Wer der Meinung ist dies wäre lustig der sollte sich doch bitte mal selbst ein nasses Handtuch vor die Atemwege halten!

Zu dieser Pornogeschichte hier im Thread:
In meiner Ausbildung zum Versicherungskfm. musste ich auch die Leistungsabteilung durchlaufen, sprich ich war unmittelbar mit Todesfällen in Beührung. Der spektakulärste Fall hierbei war ein Doppeldoktor der Medizin der im Selbstversuch eine Professorarbeit (keine Ahnung wie das wirklich heisst) zum Thema "Autoerotik" schrieb und sich hierzu eine Schlinge um den Hals lag, sich an der Decke baumeln liess, wieder halt auf der kleinen Leiter fand, onanierte und das mehrmals fortsetzte bis er in Panik die Leiter umtritt und naja,... so wurde er eben zum Versicherungsfall....

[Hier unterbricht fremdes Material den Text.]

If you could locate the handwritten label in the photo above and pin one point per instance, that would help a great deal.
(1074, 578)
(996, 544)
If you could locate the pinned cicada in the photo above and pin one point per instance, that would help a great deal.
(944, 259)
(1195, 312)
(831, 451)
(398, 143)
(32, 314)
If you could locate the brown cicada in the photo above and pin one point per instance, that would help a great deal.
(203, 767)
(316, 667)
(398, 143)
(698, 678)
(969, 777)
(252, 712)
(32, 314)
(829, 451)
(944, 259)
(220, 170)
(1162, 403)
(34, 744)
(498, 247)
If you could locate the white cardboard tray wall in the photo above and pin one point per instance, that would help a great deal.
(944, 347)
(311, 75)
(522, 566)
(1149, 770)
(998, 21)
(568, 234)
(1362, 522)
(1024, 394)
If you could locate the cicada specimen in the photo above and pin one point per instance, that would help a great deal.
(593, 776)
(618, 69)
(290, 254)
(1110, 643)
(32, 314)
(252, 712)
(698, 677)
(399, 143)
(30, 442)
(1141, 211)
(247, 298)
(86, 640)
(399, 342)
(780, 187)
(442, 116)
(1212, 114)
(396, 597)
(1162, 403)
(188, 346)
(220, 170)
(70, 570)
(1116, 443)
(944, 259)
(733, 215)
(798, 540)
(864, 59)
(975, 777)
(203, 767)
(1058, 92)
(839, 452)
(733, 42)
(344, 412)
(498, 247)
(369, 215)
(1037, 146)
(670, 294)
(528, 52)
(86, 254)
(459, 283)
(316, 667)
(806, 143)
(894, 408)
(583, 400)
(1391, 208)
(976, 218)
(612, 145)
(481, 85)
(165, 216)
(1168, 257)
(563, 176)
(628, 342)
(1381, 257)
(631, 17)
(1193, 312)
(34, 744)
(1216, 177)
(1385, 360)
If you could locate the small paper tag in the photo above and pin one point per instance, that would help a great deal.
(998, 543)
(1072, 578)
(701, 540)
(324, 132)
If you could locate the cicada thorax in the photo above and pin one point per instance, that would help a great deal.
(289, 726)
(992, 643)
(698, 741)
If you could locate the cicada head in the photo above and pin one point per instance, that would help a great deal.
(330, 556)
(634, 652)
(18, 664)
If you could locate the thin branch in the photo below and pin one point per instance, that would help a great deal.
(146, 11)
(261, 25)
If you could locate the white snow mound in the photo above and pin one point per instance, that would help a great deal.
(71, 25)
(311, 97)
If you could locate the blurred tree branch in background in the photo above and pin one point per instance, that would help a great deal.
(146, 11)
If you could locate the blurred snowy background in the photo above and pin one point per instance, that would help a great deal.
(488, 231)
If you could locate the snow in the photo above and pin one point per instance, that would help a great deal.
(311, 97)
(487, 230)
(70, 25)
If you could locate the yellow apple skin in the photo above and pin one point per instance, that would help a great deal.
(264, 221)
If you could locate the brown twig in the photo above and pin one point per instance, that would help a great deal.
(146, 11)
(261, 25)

In seinem Video (ja das ganze nahm er auf) )wurden auch andere Foltermethoden erwähnt welche sexuelle Stimulationen zur Folge haben, bei wem auch immer - also soooo abwegig ist das ganze auch nicht, auch wenn hier nicht von Folter die Rede sein kann da dies hoffentlich freiwillig geschieht.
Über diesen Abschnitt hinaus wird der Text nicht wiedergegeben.